When we first see Michael Imperioli in the season two premiere of The White Lotus, he is leaning on the railing on the back of a boat in Sicily. He looks hotter than ever (not that this matters, but it should be stated and maybe this is because everyone looks hotter on a boat?). He’s wearing chic rectangular sunglasses, a black tee, and a jacket, so he’s just as moody as ever. His hair has grayed but it’s still as lush as it was when The Sopranos premiered in 1999.

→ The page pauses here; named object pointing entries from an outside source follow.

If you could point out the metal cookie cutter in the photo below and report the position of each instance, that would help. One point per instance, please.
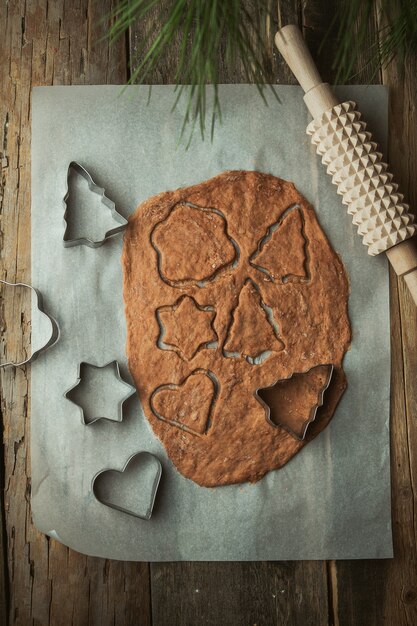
(107, 485)
(109, 204)
(313, 413)
(116, 371)
(54, 336)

Imperioli, playing Dominic Di Grasso, is on a special vacation at The White Lotus in Sicily with his father and son. Seeing him back on HBO is as refreshing as a 7-day luxurious trip to Italy (not that I would know). Imperioli has an excited look on his face, which makes sense within the context of the show: most people look forward to vacations, particularly ones like this. But it also works as a meta moment. Imperioli is as excited to be back on HBO as we are to see him on HBO. Imperioli has changed since The Sopranos days. He’s older, presumably wiser, years past his days as Christopher Moltisanti. But his gift for making impulsive, selfish wrecks irresistible and funny remains the same.

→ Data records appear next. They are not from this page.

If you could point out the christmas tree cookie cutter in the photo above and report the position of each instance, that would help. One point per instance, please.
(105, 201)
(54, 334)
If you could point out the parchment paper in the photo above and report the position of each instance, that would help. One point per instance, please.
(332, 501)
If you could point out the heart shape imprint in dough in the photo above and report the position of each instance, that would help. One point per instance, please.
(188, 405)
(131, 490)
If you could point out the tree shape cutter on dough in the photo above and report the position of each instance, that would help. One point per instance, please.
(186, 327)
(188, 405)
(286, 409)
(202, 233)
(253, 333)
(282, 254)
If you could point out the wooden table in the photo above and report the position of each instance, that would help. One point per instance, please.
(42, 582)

Between The Sopranos, which ended in 2007, and season two of The White Lotus, Imperioli has appeared in films and various television shows (including The Office, Californication, and Lucifer). He has even returned to HBO in a 2012 episode of Girls and, more recently, in a small role in the limited series Watchmen. But his role on The White Lotus feels more major than anything he’s done since The Sopranos. Christopher Molisanti, a loyal but careless younger generation mobster struggling with addiction was destructive, but he was infuriatingly sympathetic thanks to Imperoli’s performance, which won him two Golden Globes and an Emmy. Imperioli captured a desperation, sadness, and fear you could feel and occasionally laugh at (Moltisanti’s screenplay era and his intervention resulted in some of the best comedy the world has ever seen). By the end of the series, Moltisanti, despite being pretty annoying, was the emotional center of the series and as a result, his death in the final season remains one of the most gut-wrenching in storytelling history.

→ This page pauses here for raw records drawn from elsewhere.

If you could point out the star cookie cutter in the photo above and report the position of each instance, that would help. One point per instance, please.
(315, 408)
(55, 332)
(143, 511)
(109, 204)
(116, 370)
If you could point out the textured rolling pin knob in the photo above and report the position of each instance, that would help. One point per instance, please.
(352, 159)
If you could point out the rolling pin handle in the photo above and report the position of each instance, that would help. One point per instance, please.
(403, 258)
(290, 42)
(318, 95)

On The White Lotus, Imperioli is playing someone completely different than Moltisanti, but using his same brilliant tricks to pull you into his psyche. Straight away, something about the Di Grasso family trip to visit their homeland isn’t quite right, a dynamic communicated in the dialogue as well as Imperoli’s body language. Dominic is the kind of guy who, normally, probably holds himself quite confidently, but there’s something solemn, tense, and lonely about him, particularly when he’s around his son, Albie, played by Adam DiMarco. In contrast, he has incredible chemistry with F. Murray Abraham, who plays his flatulent and flirtatious father. After a strange, rather empty encounter with Albie in the hotel hallway, Dominic (still in that perfect black tee) goes into his room and calls his wife who wants nothing to do with him. His daughter also doesn’t want to talk to him, either.
During the phone call, Imperoli barely moves. Instead, he lets his eyes – which can shift from puppy-like to menacing in between blinks – do all the work. Imperioli is apologizing to his wife, longing for her forgiveness, but his eyes and his eyebrows, which are absolute units, tell the real story: he knows he’ll never get it. By the end of the episode, Lucia (Simona Tabasco), an Italian sex worker, comes into Dominic’s room, revealing that he’s the client who contacted her online.
In season two of The White Lotus, Michael Imperioli brings a heaviness, an intriguing emotional weight that makes you want to be his big spoon despite how disgusting his behavior is, just like he did with Moltisanti over two decades ago. It is so, so good to have Michael Imperioli back on television.